Recursive Reciprocal Function Property

Consider the case when $x$ is a non-negative integer $n$ . The $n$ th term of the sequence $\{f(n)\}$ is given by $f(n) = \dfrac {F_n}{F_{n+1}}$ . where4 $F_n$ denotes the $n$ th Fibonacci number . Let us prove this claim by induction . As given $f(0) = 0 = \dfrac {0!}{1!}$ , the claim is true for $n=0$ . Assuming that the claim is true for $n$ , then

$f(n+1) = \frac 1{f(n)+1} = \frac 1{\frac {F_n}{F_{n+1}}+1} = \frac {F_{n+1}}{F_n + F_{n+1}} = \frac {F_{n+1}}{F_{n+2}}$

The claim is also true for $n+1$ , therefore true for all $n \ge 0$ . Then $\displaystyle \lim_{n \to \infty} f(n) = \frac {F_n}{F_{n+1}}$ . Since $\displaystyle \lim_{n \to \infty} \frac {F_{n+1}}{F_n} = \varphi$ , where $\varphi = \dfrac {1+\sqrt 5}2$ denotes the golden ratio , $\displaystyle \lim_{n \to \infty} f(n) = \frac 1\varphi = \varphi - 1 = \frac {\sqrt 5 - 1}2$ and $a+b+c = -1+5+2 = \boxed 6$ .
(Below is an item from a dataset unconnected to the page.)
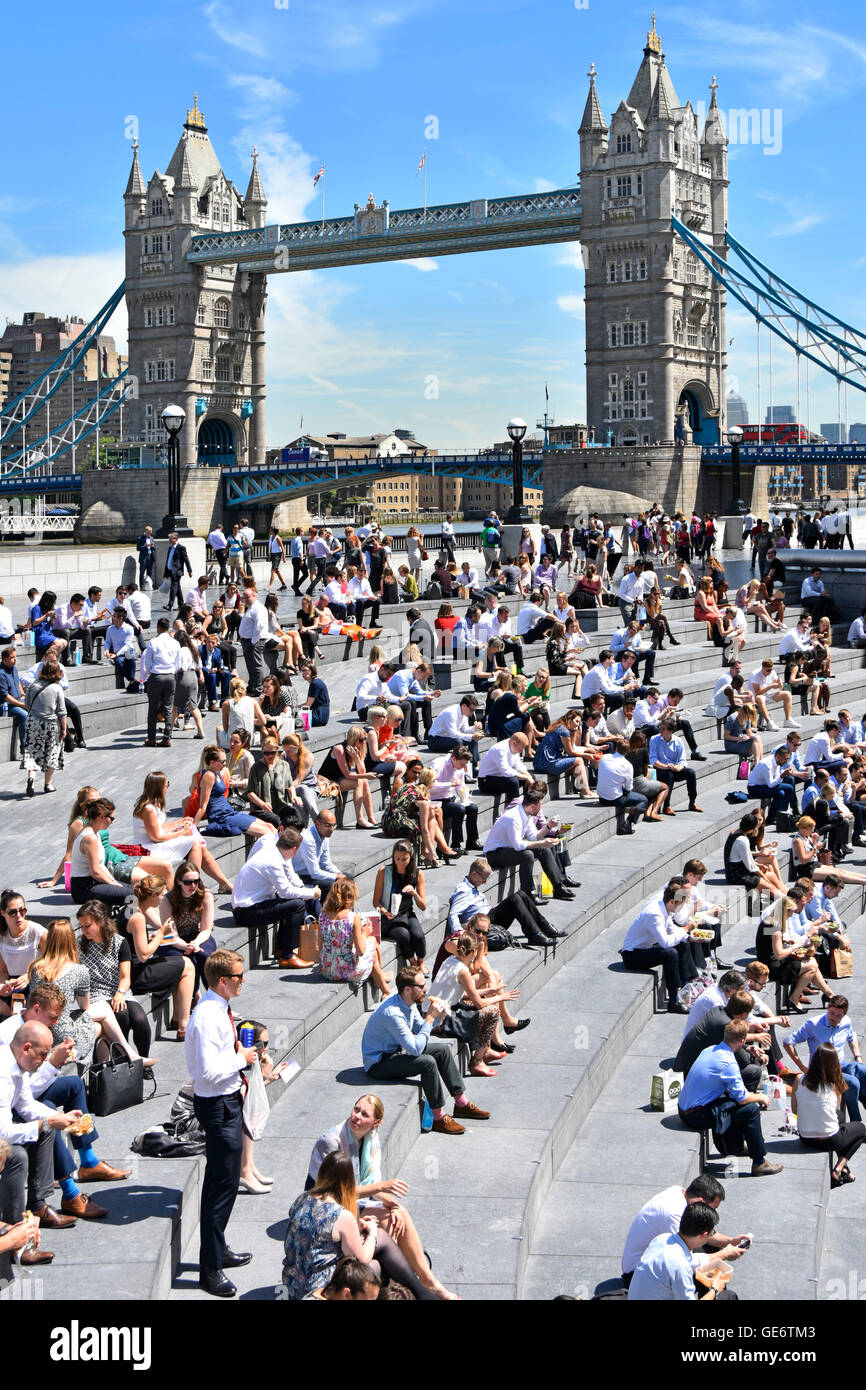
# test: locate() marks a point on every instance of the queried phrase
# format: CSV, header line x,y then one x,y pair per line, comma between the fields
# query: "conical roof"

As $x \to \infty$ , $f(x) \sim f(x-1)$ and thus we may write $f(x) \sim \dfrac{1}{f(x)+1}$ , from here , we get the asymptotic value of $f(x)$ , which is $\dfrac{-1+\sqrt{5}}{2}$ , and thus $a=-1,b=5,c=2$ making the answer $\boxed{6}$ .